- Born: April 19, 1929 New York City, New York, US
- Died: March 7, 2023 (aged 93) Michigan, US
- Education: Syracuse University Columbia University Barnard College Cornell University
- Occupations: College professor, child and family psychologist
- Employer: Syracuse University
- Partner: Arthur Komar

= Alice Sterling Honig =

American college professor (1929–2023)

Alice Sterling Honig (April 19, 1929 – March 7, 2023) was an American college professor and child psychologist. She was a professor of child development at Syracuse University.

==Early life and education==
Honig was born in New York City, the daughter of William Sterling and Ida Bender Sterling. Both of her parents were Jewish immigrants from Eastern Europe. Her father worked in the garment trade and her mother was a teacher. She graduated from Erasmus Hall High School in Brooklyn. She attended Cornell University after school, but left to marry. Later, she graduated from Barnard College, and earned a master's degree from Columbia University. She earned a Ph.D. in developmental psychology from Syracuse University, where she was a graduate assistant of Bettye Caldwell.

==Career==
Honig was a professor of child development at Syracuse University, program director of the school's Children's Center, and for over 30 years the director of Syracuse's National Quality Infant/Toddler Caregiving Workshop, a summer intensive program. She and pediatrician Frank Oski studied iron deficiency in infants and toddlers in the 1970s and 1980s. In 1975 she was part of a team of American child development specialists to visit China for a cross-cultural study trip. The Alice Sterling Honig Graduate Research Award is given annually to an outstanding Syracuse student in her field.

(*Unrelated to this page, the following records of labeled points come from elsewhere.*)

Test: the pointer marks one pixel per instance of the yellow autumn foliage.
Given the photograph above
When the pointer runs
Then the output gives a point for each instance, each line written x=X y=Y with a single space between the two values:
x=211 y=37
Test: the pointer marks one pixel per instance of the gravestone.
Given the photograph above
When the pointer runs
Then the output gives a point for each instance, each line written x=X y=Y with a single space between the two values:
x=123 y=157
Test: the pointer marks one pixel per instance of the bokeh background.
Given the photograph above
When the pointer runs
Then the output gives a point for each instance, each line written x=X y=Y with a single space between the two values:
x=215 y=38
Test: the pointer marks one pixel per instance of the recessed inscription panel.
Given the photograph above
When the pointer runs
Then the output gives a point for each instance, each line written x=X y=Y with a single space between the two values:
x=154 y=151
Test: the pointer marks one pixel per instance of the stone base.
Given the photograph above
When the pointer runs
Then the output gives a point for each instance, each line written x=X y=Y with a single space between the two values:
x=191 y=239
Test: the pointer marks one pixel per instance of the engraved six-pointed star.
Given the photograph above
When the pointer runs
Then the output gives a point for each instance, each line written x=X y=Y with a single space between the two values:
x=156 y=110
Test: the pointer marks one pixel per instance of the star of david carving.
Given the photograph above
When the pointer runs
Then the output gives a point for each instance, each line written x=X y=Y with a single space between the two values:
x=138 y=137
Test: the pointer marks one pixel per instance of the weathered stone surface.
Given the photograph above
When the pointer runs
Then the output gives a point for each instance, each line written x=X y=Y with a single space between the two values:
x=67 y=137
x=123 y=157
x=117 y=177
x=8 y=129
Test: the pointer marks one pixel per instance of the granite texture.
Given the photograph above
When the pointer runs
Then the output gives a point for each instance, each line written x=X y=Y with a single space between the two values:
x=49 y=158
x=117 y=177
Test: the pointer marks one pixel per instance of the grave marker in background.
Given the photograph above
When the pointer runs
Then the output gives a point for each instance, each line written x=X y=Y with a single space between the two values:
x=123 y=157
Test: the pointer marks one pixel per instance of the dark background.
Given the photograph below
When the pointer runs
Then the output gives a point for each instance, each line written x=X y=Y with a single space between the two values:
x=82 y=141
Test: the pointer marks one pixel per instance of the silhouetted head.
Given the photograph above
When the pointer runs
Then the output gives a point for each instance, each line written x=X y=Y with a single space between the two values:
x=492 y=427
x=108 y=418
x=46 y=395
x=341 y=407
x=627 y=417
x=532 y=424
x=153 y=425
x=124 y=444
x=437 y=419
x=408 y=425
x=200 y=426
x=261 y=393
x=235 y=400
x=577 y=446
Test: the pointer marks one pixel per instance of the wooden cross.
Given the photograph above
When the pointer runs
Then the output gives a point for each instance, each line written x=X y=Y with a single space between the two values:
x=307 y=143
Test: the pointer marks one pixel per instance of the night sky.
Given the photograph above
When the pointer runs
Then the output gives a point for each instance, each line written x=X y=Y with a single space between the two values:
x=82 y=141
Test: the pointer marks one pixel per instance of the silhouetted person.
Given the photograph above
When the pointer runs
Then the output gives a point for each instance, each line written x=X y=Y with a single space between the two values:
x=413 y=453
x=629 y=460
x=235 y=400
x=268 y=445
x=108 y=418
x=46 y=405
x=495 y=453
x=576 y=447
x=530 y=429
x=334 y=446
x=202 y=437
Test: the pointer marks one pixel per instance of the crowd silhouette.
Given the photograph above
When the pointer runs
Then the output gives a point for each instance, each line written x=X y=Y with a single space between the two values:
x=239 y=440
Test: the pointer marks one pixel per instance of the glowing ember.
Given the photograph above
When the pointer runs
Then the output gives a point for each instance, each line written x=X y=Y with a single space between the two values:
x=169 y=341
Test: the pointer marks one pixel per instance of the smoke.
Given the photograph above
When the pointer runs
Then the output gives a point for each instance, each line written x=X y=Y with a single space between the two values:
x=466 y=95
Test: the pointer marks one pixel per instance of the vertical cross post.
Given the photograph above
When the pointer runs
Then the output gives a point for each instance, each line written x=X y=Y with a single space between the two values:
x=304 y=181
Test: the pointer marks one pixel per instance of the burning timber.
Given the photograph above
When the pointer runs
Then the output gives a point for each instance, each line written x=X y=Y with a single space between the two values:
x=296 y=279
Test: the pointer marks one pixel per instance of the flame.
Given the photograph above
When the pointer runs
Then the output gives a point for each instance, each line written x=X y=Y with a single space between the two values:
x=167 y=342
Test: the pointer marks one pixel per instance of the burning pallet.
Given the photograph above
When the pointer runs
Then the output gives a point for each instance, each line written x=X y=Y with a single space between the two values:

Honig was active in the Syracuse University Oratorio Society, and had a broad knowledge of Yiddish folksongs, and lullabies from around the world. She gave interviews and opinions, especially to columnist Lawrence Kutner, on children's television, dawdling, babysitters, baby gym classes, overscheduling, and peer pressure, among other topics. In 2015, she received the Woman of Achievement award from Barnard College alumnae association.

==Publications==
Honig was a prolific author, with over 600 articles and book chapters under her name. She was still publishing articles in academic journals into her nineties. Honig was associate editor of Early Child Development and Care, and edited the review section of Young Children. Books by Honig include:
- Parent Involvement in Early Childhood Education (1975)
- Optimizing Early Child Care and Education (1990)
- Talking with Your Baby: Family as the First School (1996, with Holly Brophy)
- Secure Relationships: Nurturing Infant/toddler Attachment in Early Care Settings (2002)
- Little Kids, Big Worries: Stress-Busting Tips for Early Childhood Classrooms (2009)
- The Best for Babies: Expert Advice for Assessing Infant-Toddler Programs (2014)
- Experiencing Nature with Young Children (2015)
- Literacy, Storytelling and Bilingualism in Asian Classrooms (2018)
- Day-to-Day the Relationship Way: Creating Responsive Programs for Infants and Toddlers (2020, with Donna Wittmer)

==Personal life==
Alice Sterling married Syracuse physics professor Arnold Honig. They had three children, Lawrence, Madeleine, and Jonathan. They later divorced. Her longtime partner, Arthur B. Komar, was also a physics professor; he died in 2011. (In an unusual family arrangement, her ex-husband was married to Komar's ex-wife.)

She died in 2023, at the age of 93, in Michigan. Her son-in-law is evolutionary biologist Richard Lenski of Michigan State University.